Le stesse donne, quando arrivano a ricoprire determinati ruoli, spesso indossano il tailleur di colore scuro: «si neutralizzano, per avere un riconoscimento e adeguarsi a certi canoni». Qualcuno ogni tanto prova a cambiare qualcosa e anche questi gesti assumono una valenza che va ben al di là della scelta estetica: Steve Jobs con il dolcevita nero collo alto, i tech guy della Silicon Valley con il gilet sportivo. «Sono tutti modi per distinguersi, e non diventare invisibili dietro un costume». 

Tre libri per capire 

“Invisibili” è anche il titolo del libro (Ed. Einaudi) in cui Caroline Criado-Perez mostra come l’esperienza femminile non venga presa in considerazione in tanti campi, dalla medicina alla progettazione delle toilette pubbliche. «Tutto viene tarato sul maschio, ma si tratta comunque di un parametro fake, perché non esiste il maschio per antonomasia – ha osservato Claudio Nader -. Dovremmo dire che esistono le maschilità, non la maschilità». 

In “Uomini duri.

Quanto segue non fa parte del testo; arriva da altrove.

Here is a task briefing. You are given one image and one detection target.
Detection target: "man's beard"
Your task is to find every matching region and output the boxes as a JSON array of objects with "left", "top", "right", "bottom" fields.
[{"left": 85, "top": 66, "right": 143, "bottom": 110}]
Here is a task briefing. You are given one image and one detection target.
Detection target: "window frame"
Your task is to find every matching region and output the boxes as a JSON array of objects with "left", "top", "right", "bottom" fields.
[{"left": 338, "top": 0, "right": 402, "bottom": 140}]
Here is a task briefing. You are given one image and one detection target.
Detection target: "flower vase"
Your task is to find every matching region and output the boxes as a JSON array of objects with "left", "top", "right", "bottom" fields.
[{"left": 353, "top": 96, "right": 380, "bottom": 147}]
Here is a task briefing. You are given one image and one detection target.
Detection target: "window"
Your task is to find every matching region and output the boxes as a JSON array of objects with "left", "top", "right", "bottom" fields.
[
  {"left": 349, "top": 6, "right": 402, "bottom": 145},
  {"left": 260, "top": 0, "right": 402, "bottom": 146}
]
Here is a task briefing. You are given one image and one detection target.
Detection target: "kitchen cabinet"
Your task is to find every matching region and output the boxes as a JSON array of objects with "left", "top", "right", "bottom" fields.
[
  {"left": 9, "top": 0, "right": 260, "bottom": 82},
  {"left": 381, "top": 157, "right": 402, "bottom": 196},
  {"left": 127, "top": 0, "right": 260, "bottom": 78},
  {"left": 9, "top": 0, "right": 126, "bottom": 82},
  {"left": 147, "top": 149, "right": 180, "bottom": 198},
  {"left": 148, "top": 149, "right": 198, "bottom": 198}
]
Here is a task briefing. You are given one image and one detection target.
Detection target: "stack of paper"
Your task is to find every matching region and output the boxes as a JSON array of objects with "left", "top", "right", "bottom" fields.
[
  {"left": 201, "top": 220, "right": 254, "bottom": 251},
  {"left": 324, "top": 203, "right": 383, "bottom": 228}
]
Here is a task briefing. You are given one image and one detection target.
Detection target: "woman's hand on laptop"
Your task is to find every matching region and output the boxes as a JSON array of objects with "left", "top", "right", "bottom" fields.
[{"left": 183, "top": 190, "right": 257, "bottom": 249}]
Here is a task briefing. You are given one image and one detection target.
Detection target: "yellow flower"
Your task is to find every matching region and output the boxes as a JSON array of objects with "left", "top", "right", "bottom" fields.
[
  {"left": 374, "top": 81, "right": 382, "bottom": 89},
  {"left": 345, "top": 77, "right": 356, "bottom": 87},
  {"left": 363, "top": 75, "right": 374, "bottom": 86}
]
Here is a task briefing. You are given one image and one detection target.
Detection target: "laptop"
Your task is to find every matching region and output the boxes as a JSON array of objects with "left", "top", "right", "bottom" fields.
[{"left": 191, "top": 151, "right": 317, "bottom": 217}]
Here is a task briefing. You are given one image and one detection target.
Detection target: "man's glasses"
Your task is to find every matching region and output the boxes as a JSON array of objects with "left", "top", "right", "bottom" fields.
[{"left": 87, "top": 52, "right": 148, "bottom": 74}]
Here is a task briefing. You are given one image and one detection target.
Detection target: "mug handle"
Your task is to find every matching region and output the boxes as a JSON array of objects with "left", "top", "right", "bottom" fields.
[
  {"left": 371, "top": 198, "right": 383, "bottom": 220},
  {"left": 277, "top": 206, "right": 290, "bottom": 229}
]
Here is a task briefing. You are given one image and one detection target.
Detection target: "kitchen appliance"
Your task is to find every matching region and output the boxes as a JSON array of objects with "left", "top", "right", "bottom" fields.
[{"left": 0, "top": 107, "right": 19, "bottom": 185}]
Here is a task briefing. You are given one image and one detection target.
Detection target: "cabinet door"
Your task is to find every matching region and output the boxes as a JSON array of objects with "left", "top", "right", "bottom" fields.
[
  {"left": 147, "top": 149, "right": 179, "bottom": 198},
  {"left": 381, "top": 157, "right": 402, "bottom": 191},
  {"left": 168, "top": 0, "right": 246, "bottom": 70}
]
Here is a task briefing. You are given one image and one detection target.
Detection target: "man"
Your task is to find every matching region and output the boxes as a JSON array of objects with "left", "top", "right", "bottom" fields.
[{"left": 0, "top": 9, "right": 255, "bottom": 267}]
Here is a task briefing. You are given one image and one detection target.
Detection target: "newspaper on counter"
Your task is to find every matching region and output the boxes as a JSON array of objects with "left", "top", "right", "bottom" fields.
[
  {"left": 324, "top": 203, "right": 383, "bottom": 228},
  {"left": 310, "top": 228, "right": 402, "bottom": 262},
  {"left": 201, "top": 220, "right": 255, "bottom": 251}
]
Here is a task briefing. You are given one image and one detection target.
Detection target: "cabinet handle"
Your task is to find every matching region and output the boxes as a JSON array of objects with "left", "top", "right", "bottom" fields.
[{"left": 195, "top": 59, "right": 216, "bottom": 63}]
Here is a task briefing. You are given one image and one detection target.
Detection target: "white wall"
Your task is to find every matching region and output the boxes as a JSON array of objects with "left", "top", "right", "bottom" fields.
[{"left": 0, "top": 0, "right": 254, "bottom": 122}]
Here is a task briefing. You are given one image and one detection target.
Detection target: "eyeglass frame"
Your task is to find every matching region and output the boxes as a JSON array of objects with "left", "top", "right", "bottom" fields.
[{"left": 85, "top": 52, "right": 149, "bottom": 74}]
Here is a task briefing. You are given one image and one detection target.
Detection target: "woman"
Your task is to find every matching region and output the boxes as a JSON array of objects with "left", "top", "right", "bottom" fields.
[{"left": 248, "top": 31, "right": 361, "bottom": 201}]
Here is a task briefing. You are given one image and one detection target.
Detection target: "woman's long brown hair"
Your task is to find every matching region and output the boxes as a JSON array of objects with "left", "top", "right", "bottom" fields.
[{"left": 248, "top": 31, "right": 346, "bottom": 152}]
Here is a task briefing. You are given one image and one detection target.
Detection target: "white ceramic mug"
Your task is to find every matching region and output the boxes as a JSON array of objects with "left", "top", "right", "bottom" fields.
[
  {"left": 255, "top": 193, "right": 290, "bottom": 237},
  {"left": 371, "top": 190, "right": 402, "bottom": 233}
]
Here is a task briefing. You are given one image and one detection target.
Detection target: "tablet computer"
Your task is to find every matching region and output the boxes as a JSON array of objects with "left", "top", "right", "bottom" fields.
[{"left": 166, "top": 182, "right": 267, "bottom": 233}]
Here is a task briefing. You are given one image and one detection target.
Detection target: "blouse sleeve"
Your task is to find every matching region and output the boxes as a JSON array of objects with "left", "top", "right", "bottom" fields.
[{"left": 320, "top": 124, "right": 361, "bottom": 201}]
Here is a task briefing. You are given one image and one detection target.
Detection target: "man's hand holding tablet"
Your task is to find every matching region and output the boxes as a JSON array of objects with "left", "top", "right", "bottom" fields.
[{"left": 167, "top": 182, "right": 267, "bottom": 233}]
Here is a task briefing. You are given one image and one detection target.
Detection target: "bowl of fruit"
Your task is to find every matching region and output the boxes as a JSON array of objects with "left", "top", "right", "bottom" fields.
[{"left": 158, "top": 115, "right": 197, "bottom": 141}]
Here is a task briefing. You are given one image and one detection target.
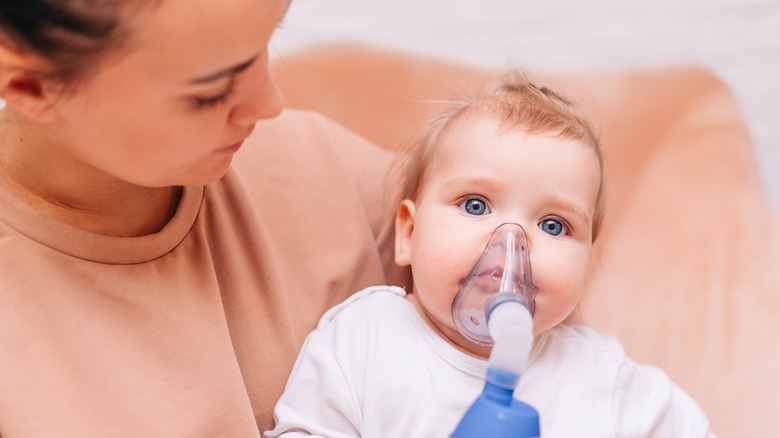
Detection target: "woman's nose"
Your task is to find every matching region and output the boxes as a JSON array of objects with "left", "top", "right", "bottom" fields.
[{"left": 230, "top": 66, "right": 284, "bottom": 125}]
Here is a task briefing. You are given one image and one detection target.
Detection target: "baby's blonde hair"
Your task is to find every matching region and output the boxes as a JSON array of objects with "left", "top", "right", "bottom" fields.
[{"left": 394, "top": 71, "right": 605, "bottom": 241}]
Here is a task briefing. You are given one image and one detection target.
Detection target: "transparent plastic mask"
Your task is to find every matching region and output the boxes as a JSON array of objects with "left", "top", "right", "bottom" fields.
[{"left": 452, "top": 223, "right": 536, "bottom": 346}]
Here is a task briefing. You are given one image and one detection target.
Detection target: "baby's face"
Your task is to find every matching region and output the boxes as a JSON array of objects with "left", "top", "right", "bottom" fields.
[{"left": 396, "top": 114, "right": 601, "bottom": 355}]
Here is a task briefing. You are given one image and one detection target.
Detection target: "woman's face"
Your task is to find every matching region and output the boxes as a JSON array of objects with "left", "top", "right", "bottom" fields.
[
  {"left": 396, "top": 117, "right": 601, "bottom": 355},
  {"left": 44, "top": 0, "right": 289, "bottom": 187}
]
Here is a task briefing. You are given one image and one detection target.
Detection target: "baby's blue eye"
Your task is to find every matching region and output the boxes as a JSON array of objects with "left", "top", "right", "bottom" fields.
[
  {"left": 460, "top": 198, "right": 490, "bottom": 216},
  {"left": 539, "top": 219, "right": 566, "bottom": 236}
]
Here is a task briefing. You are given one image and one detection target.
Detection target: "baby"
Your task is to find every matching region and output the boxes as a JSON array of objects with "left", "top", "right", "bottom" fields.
[{"left": 264, "top": 73, "right": 713, "bottom": 438}]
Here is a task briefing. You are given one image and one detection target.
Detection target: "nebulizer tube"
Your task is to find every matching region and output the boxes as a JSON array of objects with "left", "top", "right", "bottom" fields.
[{"left": 450, "top": 223, "right": 539, "bottom": 438}]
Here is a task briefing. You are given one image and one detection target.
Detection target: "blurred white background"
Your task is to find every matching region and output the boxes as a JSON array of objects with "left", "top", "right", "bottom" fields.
[{"left": 273, "top": 0, "right": 780, "bottom": 212}]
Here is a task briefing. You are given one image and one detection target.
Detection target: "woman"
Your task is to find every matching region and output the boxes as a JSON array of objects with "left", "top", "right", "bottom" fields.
[{"left": 0, "top": 0, "right": 403, "bottom": 438}]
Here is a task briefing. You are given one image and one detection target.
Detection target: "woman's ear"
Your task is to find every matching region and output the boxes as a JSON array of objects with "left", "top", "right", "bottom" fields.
[
  {"left": 395, "top": 199, "right": 417, "bottom": 266},
  {"left": 0, "top": 38, "right": 53, "bottom": 121}
]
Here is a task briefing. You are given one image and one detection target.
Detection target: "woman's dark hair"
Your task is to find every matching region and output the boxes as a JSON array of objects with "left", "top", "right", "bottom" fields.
[{"left": 0, "top": 0, "right": 148, "bottom": 84}]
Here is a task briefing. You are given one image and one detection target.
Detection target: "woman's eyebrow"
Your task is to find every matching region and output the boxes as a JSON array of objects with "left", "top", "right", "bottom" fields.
[{"left": 190, "top": 55, "right": 257, "bottom": 85}]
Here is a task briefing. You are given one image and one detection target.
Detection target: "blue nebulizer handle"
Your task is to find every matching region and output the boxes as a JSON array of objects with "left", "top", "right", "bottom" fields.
[
  {"left": 450, "top": 223, "right": 540, "bottom": 438},
  {"left": 450, "top": 368, "right": 540, "bottom": 438}
]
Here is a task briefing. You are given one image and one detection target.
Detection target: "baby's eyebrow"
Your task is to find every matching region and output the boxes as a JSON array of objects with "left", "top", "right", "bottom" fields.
[{"left": 190, "top": 55, "right": 257, "bottom": 85}]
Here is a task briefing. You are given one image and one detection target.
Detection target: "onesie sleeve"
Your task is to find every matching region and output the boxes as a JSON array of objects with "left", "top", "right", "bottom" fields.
[
  {"left": 613, "top": 358, "right": 715, "bottom": 438},
  {"left": 263, "top": 330, "right": 360, "bottom": 438}
]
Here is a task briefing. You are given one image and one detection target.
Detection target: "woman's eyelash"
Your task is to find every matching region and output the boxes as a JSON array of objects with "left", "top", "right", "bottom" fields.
[{"left": 195, "top": 77, "right": 235, "bottom": 108}]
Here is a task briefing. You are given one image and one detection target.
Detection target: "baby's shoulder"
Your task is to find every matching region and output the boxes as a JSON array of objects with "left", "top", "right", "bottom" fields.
[
  {"left": 532, "top": 324, "right": 627, "bottom": 367},
  {"left": 317, "top": 285, "right": 410, "bottom": 329}
]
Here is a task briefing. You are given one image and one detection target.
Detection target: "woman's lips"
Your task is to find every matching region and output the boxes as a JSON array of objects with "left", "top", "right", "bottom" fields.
[{"left": 217, "top": 140, "right": 244, "bottom": 154}]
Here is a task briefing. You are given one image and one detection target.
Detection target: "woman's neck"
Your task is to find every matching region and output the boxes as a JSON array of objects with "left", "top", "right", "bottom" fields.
[{"left": 0, "top": 110, "right": 181, "bottom": 237}]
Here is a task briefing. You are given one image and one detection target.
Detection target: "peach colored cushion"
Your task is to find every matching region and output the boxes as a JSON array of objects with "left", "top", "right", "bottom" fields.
[{"left": 272, "top": 47, "right": 780, "bottom": 437}]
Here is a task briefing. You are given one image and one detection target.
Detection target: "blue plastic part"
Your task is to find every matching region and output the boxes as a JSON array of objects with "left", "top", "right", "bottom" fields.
[{"left": 450, "top": 369, "right": 539, "bottom": 438}]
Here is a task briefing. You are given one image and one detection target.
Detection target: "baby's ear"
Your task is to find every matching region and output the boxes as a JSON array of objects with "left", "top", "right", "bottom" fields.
[
  {"left": 0, "top": 37, "right": 53, "bottom": 122},
  {"left": 395, "top": 199, "right": 416, "bottom": 266}
]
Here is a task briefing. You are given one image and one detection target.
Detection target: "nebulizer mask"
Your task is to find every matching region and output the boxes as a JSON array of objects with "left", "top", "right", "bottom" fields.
[{"left": 450, "top": 223, "right": 539, "bottom": 438}]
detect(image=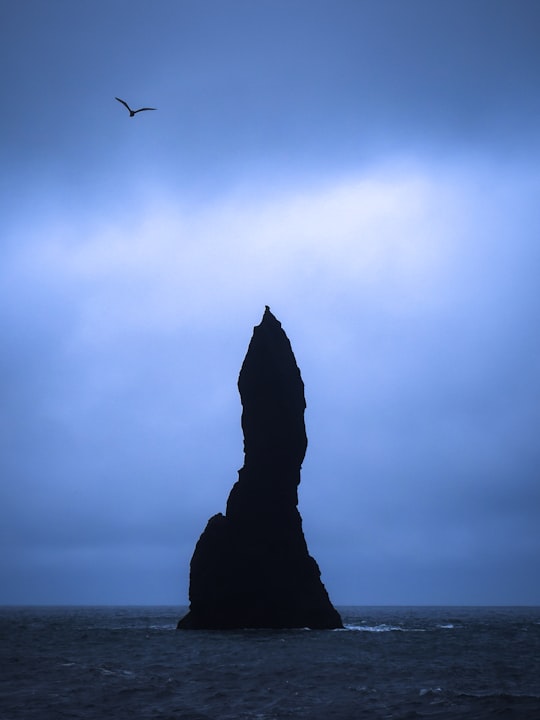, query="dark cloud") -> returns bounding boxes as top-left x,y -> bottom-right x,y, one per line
0,0 -> 540,603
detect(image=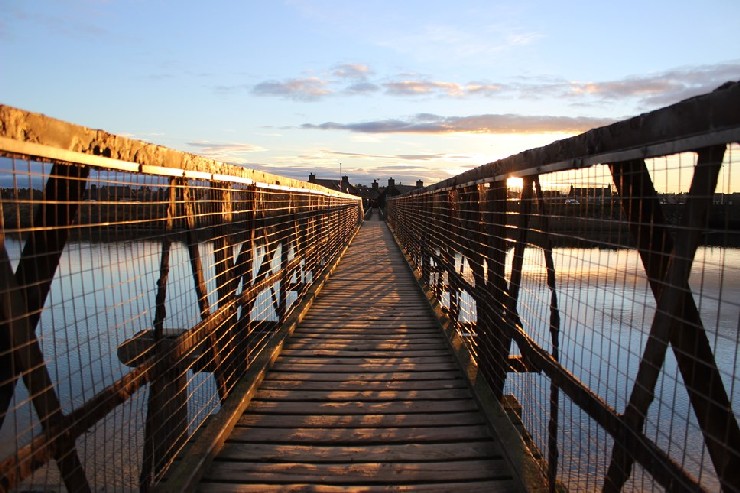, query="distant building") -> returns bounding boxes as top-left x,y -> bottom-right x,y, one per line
567,185 -> 612,204
308,173 -> 424,209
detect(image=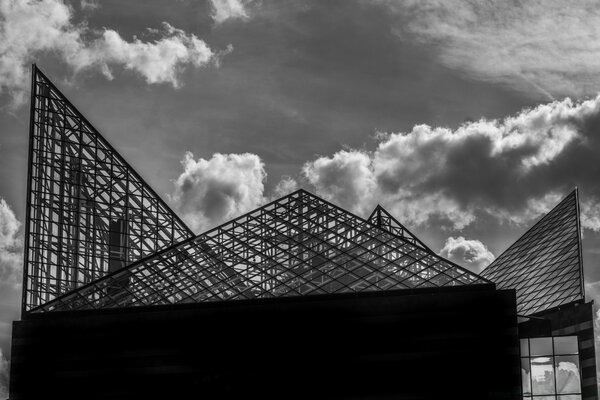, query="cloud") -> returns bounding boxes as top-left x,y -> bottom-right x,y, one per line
0,198 -> 23,286
0,0 -> 221,105
303,97 -> 600,230
210,0 -> 250,24
440,236 -> 495,272
302,150 -> 376,214
0,348 -> 10,399
273,176 -> 298,200
168,152 -> 267,232
379,0 -> 600,98
80,0 -> 100,11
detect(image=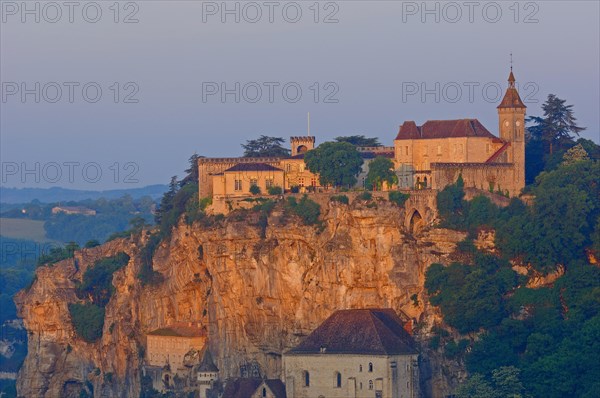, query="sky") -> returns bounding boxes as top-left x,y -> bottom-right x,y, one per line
0,0 -> 600,190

Il lato oscuro della mascolinità” (Ed. Il Mulino) Maria Giuseppina Pacilli spiega come vivere in una società patriarcale e sessista può essere svantaggioso e dannoso anche per gli uomini, sebbene in modo diverso rispetto a quanto avviene per le donne, mentre “Il nudo maschile” di Leonardo Iuffrida (Ed. Odoya) è una bussola per interpretare, attraverso la fotografia e la moda, i comportamenti dell’uomo e alcuni fenomeni della contemporaneità, dalla pornografia all’esibizionismo, dal sadomasochismo agli abiti genderless, dal transgenderismo alla realtà queer.

Essere padri in modo diverso 

Uno dei campi in cui soffia più la voglia di cambiamento da parte degli uomini è quello della paternità: «I giovani cercano una propria dimensione, vogliono un ruolo diverso e non ci stanno a essere considerati dei mammi». 

Parlando con loro, ma anche con tanti adulti, si scopre una crescente voglia di riflettere, di raccontarsi, di dire cose mai dette prima a nessuno, di uscire da certi schemi che in fondo vanno stretti pure a loro. «Le questioni di genere sono figlie dei femminismi, per cui finora si è discusso di quello che i maschi fanno, non di quello che sono, e degli effetti negativi del loro comportamento – ha concluso Nader -. Ma ci sono tanti uomini che vogliono parlare e condividere il loro punto di vista, costruendo una prospettiva anche maschile».